INTRODUCTION

The Singapore Exchange (SGX) recently issued a consultation paper in June to seek public comment on its proposal to introduce dynamic circuit breakers on the Singapore Exchange Securities Trading Limited (SGX-ST) market. Corresponding amendments to the relevant SGX-ST Rules are also proposed, and are subject to regulatory concurrence by the MAS.

Circuit breakers seek to address sharp movements in the price of a traded instrument within a short period and give the market time to take stock of the situation. In this manner, circuit breakers serve as a safeguard against disorderly trading.

STATIC CIRCUIT BREAKERS

The SGX had first consulted the public in July 2011 on static circuit breakers. The circuit breaker model proposed then consisted of a price band determined at the start of the day using the opening price of a security. The width of the price band would be 10% in either direction from the opening price. If there were any potential trades outside of the band, the circuit breaker would trip and a cooling-off period of 5 minutes would be activated during which only trades within the price band could continue to be executed.

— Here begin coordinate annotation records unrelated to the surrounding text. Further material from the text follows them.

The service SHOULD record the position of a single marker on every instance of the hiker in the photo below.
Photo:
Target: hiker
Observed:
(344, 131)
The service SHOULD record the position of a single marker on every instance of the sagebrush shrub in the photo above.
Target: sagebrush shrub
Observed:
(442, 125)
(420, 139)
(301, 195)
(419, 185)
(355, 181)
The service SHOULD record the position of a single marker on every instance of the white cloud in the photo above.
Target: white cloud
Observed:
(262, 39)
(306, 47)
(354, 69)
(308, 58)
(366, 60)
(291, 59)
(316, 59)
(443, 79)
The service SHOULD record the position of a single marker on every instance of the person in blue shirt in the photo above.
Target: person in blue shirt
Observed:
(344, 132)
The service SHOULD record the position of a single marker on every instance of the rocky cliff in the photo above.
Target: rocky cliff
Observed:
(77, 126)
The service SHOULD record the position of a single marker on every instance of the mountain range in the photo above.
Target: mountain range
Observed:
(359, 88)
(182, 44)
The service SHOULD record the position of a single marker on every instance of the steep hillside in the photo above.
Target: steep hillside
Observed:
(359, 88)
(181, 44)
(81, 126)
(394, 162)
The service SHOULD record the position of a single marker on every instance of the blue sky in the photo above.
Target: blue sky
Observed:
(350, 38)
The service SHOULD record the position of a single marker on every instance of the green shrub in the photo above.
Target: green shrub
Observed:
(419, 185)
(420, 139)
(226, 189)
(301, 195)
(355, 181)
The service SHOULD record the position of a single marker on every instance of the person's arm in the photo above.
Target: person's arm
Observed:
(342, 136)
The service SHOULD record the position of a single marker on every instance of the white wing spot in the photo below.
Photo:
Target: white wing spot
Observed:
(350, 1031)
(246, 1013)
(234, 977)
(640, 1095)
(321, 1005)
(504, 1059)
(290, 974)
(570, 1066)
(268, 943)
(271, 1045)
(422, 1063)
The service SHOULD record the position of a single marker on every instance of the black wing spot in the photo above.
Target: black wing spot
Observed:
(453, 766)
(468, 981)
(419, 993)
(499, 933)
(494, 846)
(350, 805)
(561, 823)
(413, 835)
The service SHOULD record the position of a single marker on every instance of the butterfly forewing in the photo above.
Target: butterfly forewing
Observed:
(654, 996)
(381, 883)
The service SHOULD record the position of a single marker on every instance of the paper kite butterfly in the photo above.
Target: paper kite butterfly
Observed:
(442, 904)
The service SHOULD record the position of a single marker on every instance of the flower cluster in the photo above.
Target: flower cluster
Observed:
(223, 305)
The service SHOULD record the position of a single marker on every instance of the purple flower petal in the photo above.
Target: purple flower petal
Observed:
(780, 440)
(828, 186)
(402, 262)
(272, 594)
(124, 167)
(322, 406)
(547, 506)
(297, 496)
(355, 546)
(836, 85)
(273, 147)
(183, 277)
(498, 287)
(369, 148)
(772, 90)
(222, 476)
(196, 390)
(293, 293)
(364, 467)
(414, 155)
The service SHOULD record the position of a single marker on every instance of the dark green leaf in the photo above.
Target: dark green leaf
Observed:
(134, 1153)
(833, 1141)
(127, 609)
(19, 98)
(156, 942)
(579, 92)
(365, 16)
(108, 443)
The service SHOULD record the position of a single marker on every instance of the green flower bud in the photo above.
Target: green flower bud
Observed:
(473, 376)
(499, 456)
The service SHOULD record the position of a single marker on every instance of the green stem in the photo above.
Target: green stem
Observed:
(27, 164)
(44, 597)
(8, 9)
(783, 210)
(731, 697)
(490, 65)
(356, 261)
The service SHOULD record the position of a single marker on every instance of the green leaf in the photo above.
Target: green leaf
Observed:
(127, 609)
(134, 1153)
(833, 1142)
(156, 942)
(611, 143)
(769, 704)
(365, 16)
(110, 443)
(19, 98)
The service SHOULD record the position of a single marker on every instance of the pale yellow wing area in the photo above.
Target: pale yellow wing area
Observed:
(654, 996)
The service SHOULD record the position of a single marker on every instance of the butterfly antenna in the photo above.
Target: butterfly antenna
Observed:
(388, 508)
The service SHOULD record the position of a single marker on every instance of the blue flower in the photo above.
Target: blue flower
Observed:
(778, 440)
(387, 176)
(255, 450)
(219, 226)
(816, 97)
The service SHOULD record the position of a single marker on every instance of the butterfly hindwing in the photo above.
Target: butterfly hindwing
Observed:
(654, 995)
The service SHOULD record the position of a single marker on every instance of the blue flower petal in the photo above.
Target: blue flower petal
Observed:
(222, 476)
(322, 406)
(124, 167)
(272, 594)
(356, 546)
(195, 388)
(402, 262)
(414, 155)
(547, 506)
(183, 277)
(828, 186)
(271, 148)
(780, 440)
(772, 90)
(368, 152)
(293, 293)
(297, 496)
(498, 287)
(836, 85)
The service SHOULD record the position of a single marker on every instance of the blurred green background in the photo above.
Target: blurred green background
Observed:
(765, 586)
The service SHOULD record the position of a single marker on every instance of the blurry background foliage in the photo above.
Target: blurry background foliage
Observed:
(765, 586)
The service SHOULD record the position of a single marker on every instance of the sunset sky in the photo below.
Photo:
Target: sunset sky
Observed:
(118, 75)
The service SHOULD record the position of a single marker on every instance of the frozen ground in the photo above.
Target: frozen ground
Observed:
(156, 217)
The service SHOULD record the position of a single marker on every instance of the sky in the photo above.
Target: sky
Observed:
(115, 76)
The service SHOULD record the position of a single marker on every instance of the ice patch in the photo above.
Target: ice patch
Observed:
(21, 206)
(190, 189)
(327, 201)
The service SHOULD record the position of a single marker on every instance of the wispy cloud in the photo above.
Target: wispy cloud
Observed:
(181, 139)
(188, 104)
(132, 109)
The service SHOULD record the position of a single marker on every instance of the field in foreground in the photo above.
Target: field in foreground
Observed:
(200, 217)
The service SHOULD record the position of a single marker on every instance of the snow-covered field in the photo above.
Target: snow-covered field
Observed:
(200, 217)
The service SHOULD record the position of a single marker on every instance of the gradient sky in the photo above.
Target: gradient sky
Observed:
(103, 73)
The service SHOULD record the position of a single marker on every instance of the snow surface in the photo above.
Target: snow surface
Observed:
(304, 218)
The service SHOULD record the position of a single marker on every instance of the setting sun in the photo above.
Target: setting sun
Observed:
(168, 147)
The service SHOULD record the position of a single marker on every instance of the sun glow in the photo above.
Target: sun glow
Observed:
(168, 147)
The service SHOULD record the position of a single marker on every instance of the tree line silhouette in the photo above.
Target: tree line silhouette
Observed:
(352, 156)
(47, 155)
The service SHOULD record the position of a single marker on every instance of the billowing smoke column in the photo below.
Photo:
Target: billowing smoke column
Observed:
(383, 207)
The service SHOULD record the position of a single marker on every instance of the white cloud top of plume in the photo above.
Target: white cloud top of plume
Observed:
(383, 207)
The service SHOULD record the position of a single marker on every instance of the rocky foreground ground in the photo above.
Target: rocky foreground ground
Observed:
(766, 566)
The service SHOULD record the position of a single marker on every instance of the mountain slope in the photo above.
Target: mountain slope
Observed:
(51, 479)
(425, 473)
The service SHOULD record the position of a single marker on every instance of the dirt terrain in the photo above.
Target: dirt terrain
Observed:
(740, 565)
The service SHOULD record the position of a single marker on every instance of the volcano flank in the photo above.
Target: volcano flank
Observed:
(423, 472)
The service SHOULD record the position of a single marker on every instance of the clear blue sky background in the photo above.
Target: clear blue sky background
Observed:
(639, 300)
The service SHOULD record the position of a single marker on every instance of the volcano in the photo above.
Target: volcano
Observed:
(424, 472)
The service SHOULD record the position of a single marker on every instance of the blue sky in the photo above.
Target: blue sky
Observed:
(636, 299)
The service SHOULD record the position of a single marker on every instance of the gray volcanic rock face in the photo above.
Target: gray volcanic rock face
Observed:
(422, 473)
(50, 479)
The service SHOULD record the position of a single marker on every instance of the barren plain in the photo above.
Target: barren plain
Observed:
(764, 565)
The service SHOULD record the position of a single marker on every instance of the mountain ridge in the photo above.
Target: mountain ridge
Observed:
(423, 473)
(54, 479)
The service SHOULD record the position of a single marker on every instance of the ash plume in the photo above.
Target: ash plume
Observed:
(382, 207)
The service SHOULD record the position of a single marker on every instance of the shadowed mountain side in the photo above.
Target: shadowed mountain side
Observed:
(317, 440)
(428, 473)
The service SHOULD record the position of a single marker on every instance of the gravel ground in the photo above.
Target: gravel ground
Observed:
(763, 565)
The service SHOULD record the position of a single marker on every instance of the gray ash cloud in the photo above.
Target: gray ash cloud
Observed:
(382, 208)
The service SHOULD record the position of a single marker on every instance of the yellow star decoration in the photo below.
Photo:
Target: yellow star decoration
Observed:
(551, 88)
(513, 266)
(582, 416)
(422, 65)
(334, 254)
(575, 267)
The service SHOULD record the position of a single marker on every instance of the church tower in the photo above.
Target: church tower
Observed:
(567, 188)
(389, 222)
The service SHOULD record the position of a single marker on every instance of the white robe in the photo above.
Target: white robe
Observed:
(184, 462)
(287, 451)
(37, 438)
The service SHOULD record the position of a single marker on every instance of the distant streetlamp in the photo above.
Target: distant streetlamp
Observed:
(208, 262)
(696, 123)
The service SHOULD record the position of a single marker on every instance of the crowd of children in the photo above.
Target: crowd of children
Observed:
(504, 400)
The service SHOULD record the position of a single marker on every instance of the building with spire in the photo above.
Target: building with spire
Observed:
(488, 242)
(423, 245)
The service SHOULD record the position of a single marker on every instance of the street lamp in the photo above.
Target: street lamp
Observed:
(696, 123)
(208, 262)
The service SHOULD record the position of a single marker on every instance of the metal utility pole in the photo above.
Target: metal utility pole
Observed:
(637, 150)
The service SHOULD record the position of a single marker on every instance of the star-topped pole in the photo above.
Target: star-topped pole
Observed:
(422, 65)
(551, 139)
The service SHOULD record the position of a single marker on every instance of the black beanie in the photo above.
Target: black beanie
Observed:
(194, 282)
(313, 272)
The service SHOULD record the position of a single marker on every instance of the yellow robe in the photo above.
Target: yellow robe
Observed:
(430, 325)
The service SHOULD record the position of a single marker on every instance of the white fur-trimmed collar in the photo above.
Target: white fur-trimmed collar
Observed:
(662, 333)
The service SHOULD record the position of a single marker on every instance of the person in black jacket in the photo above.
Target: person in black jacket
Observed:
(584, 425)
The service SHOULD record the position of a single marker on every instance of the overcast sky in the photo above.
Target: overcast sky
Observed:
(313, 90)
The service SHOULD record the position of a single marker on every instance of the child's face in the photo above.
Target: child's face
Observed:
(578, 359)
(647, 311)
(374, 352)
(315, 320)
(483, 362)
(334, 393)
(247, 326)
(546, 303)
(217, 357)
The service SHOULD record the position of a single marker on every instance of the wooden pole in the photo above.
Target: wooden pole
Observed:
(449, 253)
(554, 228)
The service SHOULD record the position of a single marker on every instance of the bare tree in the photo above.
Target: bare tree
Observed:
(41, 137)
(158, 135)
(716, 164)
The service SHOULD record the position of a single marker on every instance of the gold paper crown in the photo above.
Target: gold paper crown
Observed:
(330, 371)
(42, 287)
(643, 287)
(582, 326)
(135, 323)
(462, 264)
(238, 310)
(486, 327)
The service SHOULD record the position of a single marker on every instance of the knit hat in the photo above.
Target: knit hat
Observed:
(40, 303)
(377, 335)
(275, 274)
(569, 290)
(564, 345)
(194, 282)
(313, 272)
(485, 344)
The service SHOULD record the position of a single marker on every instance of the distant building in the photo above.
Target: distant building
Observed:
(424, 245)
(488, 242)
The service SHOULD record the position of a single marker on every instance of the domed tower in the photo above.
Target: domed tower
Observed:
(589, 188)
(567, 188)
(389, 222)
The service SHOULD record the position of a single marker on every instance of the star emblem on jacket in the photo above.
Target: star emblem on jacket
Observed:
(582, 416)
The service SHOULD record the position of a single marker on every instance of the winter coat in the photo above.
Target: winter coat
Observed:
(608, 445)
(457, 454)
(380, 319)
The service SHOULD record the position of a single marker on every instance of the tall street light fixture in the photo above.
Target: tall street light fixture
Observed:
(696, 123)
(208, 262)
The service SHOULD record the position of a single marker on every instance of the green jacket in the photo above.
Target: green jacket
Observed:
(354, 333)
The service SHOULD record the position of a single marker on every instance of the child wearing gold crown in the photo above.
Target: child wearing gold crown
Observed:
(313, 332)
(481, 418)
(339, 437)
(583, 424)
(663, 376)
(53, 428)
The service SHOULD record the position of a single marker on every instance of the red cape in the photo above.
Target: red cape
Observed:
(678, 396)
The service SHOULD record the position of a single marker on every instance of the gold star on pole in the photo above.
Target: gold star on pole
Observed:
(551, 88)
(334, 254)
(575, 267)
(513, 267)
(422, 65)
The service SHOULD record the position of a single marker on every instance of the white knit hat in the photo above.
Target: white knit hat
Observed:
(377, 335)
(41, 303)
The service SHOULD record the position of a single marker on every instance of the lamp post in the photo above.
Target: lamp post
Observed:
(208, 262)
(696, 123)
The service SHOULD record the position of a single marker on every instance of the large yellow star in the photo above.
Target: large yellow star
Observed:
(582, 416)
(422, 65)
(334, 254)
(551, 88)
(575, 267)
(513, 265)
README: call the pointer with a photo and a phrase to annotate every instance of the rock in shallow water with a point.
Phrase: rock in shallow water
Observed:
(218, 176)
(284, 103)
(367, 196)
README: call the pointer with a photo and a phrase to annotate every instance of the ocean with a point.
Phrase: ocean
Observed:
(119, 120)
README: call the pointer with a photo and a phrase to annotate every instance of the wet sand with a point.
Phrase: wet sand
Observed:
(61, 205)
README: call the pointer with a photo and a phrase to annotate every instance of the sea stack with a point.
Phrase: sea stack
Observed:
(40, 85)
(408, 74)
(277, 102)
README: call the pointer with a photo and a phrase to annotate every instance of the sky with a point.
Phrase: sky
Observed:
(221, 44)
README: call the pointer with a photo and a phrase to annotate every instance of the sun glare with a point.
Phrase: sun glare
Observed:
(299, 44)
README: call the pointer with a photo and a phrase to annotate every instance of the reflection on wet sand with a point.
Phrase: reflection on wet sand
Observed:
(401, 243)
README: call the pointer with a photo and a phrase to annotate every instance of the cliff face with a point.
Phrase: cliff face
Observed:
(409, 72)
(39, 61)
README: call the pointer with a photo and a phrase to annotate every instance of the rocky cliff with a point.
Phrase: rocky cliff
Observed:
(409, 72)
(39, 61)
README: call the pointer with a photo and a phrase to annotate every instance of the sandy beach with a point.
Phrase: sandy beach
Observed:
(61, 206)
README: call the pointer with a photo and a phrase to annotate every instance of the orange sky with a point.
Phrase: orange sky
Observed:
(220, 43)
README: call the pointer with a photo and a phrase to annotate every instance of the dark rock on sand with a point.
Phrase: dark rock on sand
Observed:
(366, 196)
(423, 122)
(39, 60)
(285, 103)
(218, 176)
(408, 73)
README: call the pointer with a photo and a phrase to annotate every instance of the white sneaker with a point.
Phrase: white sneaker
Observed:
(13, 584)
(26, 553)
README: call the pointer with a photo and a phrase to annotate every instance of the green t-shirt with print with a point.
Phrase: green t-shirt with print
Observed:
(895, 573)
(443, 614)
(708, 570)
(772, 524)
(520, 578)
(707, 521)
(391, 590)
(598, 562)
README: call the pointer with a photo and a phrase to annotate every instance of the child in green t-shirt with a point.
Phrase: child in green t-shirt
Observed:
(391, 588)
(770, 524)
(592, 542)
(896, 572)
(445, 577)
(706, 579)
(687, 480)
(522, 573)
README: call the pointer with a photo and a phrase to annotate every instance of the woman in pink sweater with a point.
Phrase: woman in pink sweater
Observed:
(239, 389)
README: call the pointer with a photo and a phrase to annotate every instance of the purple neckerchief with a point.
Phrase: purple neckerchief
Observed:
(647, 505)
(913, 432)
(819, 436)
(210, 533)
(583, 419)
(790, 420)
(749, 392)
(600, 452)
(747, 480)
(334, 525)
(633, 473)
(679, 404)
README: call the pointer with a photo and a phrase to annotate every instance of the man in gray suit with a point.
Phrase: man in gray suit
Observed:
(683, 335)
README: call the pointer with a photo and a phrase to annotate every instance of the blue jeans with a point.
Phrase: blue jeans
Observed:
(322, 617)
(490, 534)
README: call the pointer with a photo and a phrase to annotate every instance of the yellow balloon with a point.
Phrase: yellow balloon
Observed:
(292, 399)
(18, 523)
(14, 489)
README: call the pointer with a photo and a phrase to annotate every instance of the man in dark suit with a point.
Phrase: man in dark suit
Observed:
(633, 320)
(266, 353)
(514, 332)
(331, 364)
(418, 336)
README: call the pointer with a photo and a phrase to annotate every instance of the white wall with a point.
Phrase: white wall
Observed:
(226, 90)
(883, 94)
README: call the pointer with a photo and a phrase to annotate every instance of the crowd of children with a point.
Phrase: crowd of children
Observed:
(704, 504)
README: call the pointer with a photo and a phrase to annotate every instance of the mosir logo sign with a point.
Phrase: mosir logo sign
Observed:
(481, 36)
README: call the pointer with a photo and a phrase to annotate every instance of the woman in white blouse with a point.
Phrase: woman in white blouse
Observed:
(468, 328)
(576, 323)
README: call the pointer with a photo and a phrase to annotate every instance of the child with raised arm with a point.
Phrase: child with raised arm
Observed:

At the end of the period, the circuit breaker would be adjusted based on the top or bottom limit of the price band depending on whether the triggering potential trade was above or below the price band respectively.

DYNAMIC CIRCUIT BREAKERS

After further consideration of the original model and the market feedback received, the SGX is now proposing a revised dynamic circuit breaker model, which is constantly updated to reflect intraday trading activity, for the following reasons:

  • A dynamic circuit breaker model will lead to the circuit breaker being more sensitive to sudden and sharp price movements in a short span of time, which suggest that trading may be tending towards disorderliness.
  • In addition, the circuit breaker is less likely to trip as a result of cumulative price movements which reflect prevailing market conditions, leading to fewer interruptions to normal trading.

The dynamic circuit breaker model will take the form of a price band that varies with movements in the traded price of an instrument throughout the day. When there are potential trades outside this price band, the dynamic circuit breaker will automatically trip and a cooling-off period will be activated, which will be broadcast to trading members and reflected on the SGX website. During the cooling-off period, trades can continue to be matched at or within the price band that is fixed for the duration of the cooling-off period. After the cooling-off period, normal trading resumes and the price band re-adjusts to reflect price changes in the instrument.

The dynamic circuit breaker model will also bring the SGX in line with international best practice, with the SGX noting that such circuit breakers are a feature of stock exchanges in Australia, the United Kingdom and the United States of America.

PROPOSED TIMELINE

Subject to regulatory approval and industry readiness, the SGX expects to introduce dynamic circuit breakers by the year-end.